Incremental rebuild strategy
- Detect changed files (Git diff, file watcher, or CI inputs).
- Re-extract nodes for those files.
- Re-derive edges that touch those nodes.
- Persist a new graph snapshot with a content hash and extractor version.
Query shape: anchor → slice
Most practical queries start from an anchor (a failing test, a function, a file path) and pull a bounded neighborhood:
- include “neighbors” by relation type (imports, exercised-by, documented-by)
- cap the result (
max_nodes, token budget) - order results deterministically (so the same query yields the same packet)
Task packet shape (what you hand to the model)
Treat the task packet as an auditable build artifact:
- anchors: “what is being changed” (file, symbol, failing test, contract path)
- Map first: contracts, rules, validators, allowed edit region
- Terrain next: the minimum implementation excerpts and evidence needed
- budgets:
max_nodes,max_tokens, freshness window, safety filters - provenance: commit hash + graph snapshot hash + extractor version
Illustrative scale (not a benchmark)
For a medium polyglot repo, it’s common to end up with tens of thousands of nodes and edges once you include files, symbols, doc sections, and test cases.
One illustrative shape:
nodes: ~15,000edges: ~45,000- serialized graph: a few megabytes (depending on how much you store per node)
The point is not the absolute size. The point is that a slice is small, bounded, and reproducible.

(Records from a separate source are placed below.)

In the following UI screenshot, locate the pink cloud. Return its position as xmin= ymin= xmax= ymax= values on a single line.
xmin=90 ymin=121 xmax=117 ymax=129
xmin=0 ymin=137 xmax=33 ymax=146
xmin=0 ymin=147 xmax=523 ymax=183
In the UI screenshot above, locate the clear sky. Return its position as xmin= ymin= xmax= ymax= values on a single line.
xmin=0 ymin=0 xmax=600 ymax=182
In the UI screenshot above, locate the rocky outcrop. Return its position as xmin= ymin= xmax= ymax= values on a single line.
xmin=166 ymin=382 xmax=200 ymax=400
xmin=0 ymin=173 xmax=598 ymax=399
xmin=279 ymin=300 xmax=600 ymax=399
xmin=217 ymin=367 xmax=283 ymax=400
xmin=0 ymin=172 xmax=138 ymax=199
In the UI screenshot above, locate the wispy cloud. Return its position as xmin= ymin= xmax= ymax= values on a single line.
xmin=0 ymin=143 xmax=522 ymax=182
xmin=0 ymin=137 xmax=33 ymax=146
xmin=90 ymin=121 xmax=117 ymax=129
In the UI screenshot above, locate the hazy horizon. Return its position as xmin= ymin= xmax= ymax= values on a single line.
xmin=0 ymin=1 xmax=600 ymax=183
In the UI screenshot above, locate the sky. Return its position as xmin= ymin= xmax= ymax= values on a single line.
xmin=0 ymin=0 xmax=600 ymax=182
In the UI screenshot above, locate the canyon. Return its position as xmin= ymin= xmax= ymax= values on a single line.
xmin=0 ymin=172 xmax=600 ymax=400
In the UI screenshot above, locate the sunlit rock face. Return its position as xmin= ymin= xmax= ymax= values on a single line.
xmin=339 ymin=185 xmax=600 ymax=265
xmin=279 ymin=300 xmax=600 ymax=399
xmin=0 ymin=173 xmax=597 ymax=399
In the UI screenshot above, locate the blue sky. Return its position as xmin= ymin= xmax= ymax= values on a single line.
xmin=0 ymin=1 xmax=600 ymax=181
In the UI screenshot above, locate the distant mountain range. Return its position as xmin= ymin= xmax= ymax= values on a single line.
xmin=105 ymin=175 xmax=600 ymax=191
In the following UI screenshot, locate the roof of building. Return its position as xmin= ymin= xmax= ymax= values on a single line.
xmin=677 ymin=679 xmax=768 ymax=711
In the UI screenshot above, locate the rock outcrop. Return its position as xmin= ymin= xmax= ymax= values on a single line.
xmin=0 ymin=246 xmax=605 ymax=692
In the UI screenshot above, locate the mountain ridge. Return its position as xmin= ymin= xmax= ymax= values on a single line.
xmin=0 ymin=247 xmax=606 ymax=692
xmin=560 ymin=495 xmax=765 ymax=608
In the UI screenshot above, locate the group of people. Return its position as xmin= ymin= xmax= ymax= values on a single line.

Implementation options for code repositories (from light to heavy)
You can “roll your own” Context Graph, or you can adopt parts of existing graph tooling. The correct choice depends on the questions you need to answer.
Common options:
Workspace/package graph (manifests + dependency edges): nodes are packages/apps; edges come from build manifests. This is enough for polyglot identity and driver selection, and it supports governance checks like coupling hotspots.
Test coverage graph (coverage-derived edges): treat “exercises” as an edge from tests to code regions. This makes test selection and safe refactors more deterministic without needing a full call graph.
Parser-backed symbol index (syntax trees + import graph): use language parsers (for example Tree-sitter) to index files, symbols, and imports across a polyglot repo. This is the usual on-ramp to reliable repo-level slicing.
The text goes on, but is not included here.